W23 = np.random.rand(4)
b23 = np.random.rand(1)

W24 = np.random.rand(4)
b24 = np.random.rand(1)

a21 = g(np.dot(a1, np.transpose(W21))+b21)
a22 = g(np.dot(a1, np.transpose(W22))+b22)
a23 = g(np.dot(a1, np.transpose(W23))+b23)
a24 = g(np.dot(a1, np.transpose(W24))+b24)
### STRIP_END ###

Again, compute the vector `a2`, concatenation of `a21`, `a22`, `a23` and `a24`.

In [23]:
# TODO: compute a2
### STRIP_START ###
a2 = np.concatenate([a21, a22, a23, a24])
a2
### STRIP_END ###

array([0.74922896, 0.86458958, 0.90727622, 0.84250911])

Finally, compute the output value `a3` using the following formula:

$$
a^{[3]}_{1} = g(W^{[3]}_{1} \times a^{[2]} + b^{[3]}_{1})
$$

Again with random weights and bias

In [24]:
# TODO: compute a3
### STRIP_START ###
W31 = np.random.rand(4)
b31 = np.random.rand(1)

a3 = g(np.dot(a2, np.transpose(W31))+b31)
print(a3)
### STRIP_END ###

[0.82879239]


You have built your own neural network, impressive, right?

You now know how a neural network can compute a value (for regression or classification) just by having units and layers.

# Optional: vectorization

This part is optional and a bit more complicated.

You might have noticed that we made a lot of computations that could be vectorized. Meaning, instead of computing separately `a11`, `a12`, `a13`, `a14`, we could have compute directly `a1`. It works for other layers too. We will do it that way now.

We will keep our input vector `X`, and define a weight matrix `W1` and a bias vector `b1` randomly. And then, having those three variables, compute `a1` in just one line of code.

In [34]:
# TODO: compute a1 in one line
### STRIP_START ###
W1 = np.random.rand(3, 4)
b1 = np.random.rand(4)

a1 = g(np.dot(X, W1) + b1)
a1
### STRIP_END ###

array([0.72901137, 0.82103318, 0.82225048, 0.8266251 ])

It gets easier, right?

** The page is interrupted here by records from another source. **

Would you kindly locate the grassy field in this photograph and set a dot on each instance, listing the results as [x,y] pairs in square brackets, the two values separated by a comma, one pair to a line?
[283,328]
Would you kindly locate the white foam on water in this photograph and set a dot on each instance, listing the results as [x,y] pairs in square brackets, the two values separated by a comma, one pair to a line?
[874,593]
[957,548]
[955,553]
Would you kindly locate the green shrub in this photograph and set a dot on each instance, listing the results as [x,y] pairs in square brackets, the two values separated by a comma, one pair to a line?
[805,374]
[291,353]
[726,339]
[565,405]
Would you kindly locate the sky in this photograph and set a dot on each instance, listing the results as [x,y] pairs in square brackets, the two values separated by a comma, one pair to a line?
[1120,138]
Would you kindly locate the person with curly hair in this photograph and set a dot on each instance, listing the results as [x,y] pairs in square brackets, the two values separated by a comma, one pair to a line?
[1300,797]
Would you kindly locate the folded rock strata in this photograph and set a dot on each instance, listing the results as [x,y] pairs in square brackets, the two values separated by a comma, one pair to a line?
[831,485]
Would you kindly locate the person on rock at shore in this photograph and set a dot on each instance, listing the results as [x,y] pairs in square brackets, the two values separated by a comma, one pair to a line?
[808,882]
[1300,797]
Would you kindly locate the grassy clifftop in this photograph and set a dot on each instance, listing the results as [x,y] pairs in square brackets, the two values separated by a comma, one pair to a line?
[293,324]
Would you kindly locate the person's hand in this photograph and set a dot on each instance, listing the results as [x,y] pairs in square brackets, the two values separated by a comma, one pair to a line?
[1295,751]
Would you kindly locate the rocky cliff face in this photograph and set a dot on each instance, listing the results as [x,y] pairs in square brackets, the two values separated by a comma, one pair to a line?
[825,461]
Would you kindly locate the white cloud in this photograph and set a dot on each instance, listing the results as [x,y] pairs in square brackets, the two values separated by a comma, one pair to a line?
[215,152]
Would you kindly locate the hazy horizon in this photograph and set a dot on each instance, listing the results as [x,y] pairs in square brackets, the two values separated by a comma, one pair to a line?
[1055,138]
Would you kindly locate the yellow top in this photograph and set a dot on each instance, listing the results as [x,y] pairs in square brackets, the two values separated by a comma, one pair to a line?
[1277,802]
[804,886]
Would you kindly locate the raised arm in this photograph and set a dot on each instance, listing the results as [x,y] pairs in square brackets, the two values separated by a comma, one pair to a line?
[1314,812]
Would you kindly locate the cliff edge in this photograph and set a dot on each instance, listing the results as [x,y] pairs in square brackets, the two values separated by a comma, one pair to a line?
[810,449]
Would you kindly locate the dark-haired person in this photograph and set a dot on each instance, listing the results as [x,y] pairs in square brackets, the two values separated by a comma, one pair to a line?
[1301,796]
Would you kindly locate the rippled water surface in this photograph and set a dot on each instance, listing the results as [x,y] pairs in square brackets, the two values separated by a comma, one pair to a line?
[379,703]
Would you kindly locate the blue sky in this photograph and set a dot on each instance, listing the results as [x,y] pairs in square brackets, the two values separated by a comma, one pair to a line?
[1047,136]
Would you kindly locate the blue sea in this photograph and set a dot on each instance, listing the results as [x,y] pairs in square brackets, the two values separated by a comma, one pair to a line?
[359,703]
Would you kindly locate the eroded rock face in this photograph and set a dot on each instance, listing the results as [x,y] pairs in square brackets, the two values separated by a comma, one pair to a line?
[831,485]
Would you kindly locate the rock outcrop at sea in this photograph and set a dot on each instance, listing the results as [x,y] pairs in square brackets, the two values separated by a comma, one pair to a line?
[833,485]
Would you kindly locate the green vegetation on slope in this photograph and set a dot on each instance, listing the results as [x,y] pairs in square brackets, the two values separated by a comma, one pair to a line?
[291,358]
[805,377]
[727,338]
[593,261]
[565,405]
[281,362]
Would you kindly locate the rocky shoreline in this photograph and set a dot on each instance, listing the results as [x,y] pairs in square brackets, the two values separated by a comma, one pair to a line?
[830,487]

Now that you got it, compute `a2` and finally `a3` in just a couple of lines of code.

In [36]:
# TODO: compute a2 and a3
### STRIP_START ###
W2 = np.random.rand(4, 4)
b2 = np.random.rand(4)
W3 = np.random.rand(4)
b3 = np.random.rand(1)

a2 = g(np.dot(a1, W2) + b2)
a3 = g(np.dot(a2, W3) + b3)

a3
### STRIP_END ###

array([0.94148338])

This process is called vectorization, and helps a lot in computing matrix calculations.

If you still have time, you can try to define a function that takes as parameters an input vector `X`, the number of layers `L` and the units per layer `units` and returns the output of the associated neural network.

# Optional: generalization

If you have more time, try to generalize what you did: build a function (or a class!) that computes the forward propagation, with the number of input features, layers and units per layers as **parameters** of the function.